I am in the process of developing an application that has an MVC core app that simply loads the angular application. The angular application will then connect to a Web API to perform CRUD operations.

Im aware its possible to use cookie authentication in conjuction with odic hybrid flow to generate a cookie, but not sure how the angular app can get a reference to the access token and renew it when it expires in order to connect to my web api.

I read through this article https://damienbod.com/2017/05/06/secure-asp-net-core-mvc-with-angular-using-identityserver4-openid-connect-hybrid-flow/ and watched this video https://www.youtube.com/watch?v=5OUQZAvxZuA&feature=youtu.be&t=30m40s but none of it explains how the angular app can get a hold of the access token to query other APIs.

I would greatly appreciate if someone of you could explain the best procedure to gain access to the access token, and also periodically renew it using the refresh token.

I am in the process of writing similar solution. I agree with you and your concerns. Anyone with little more knowledge about access token and APIs can grab the token from the browser and use it to call your Web APIs. Even in the documentation they say go with the Hybrid solution.

Solution:

You can create the hybrid app (MVC + angular 2 ) from the Visual studio 2017 SPA templates. Follow this tutorial

https://long2know.com/2017/04/net-core-angular-vs2017-templates/

This has everything setup for you and also have sample component that calls the controller method and gets the data.

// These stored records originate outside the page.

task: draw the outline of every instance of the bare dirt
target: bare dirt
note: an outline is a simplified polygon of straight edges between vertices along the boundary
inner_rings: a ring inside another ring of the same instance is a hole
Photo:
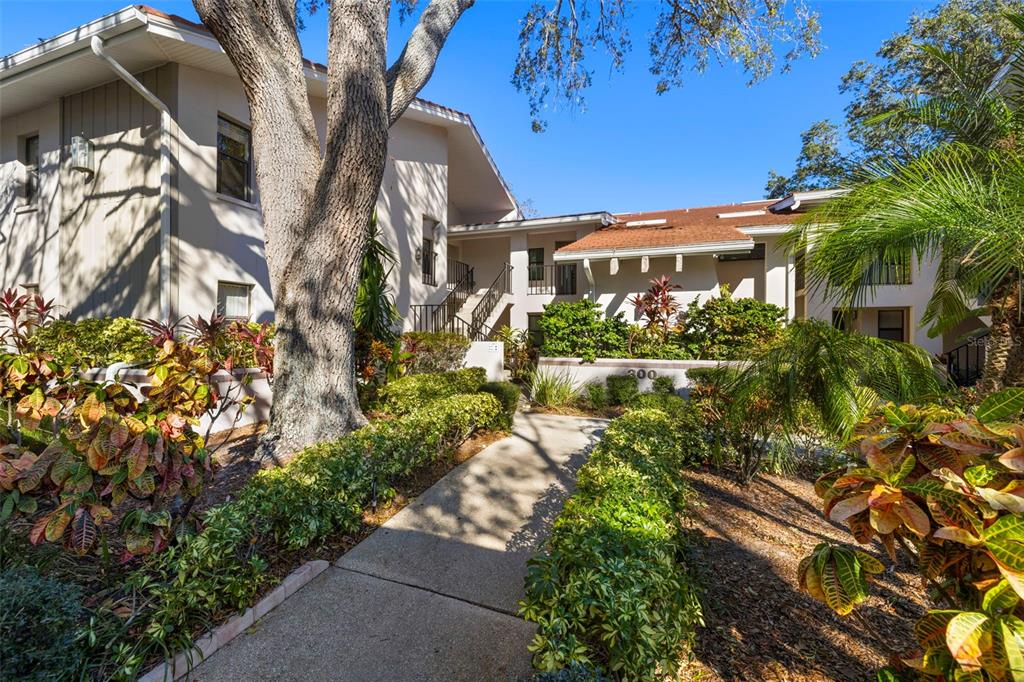
[[[845,526],[822,516],[812,483],[760,476],[740,485],[707,471],[686,478],[697,495],[694,523],[704,539],[696,563],[706,591],[705,627],[681,680],[867,681],[890,648],[913,650],[911,628],[926,606],[909,559],[873,585],[858,608],[864,622],[797,589],[797,566],[815,545],[853,544]],[[884,557],[878,544],[864,549]]]

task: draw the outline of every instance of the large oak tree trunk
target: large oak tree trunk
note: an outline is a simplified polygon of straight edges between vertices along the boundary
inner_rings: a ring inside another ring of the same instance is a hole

Add the identity server configuration in startup class the same way they have described for the mvc client here

http://docs.identityserver.io/en/latest/quickstarts/5_hybrid_and_api_access.html

Lastly just decorate the HomeController with Authorize attribute. This will first checks with your identity server and redirects you to the Authority based on you configuration.Example:

[Authorize]
public class HomeController : Controller
{
    public IActionResult Index()
    {
        return View();
    }

    public IActionResult Error()
    {
        return View();
    }
}

For calling your APIs you can call the controller method from your angular app ( they have sample call in one of the components ) and grab the access token and eventually call your API through server.

Still working on having a complete solution. Hope it helps!

For this scenario, I'd use an implicit flow. With this flow, the MVC app will redirect to your client app with the access token in the callback URI (by definition of the OpenID Connect protocol).

From reading your question on github, I believe you're concerned about the security of passing the access token in this way? I assume that your UI is accessed via HTTP/S? If so, the access token will be secure in transit. Also, the access token is in the fragment portion of the URI, so shouldn't be transmitted to your UI's webserver. In any case, the initial request will include a nonce, which is there to mitigate replay attacks.

As for accessing the token, I use the excellent OIDC Javascript Client.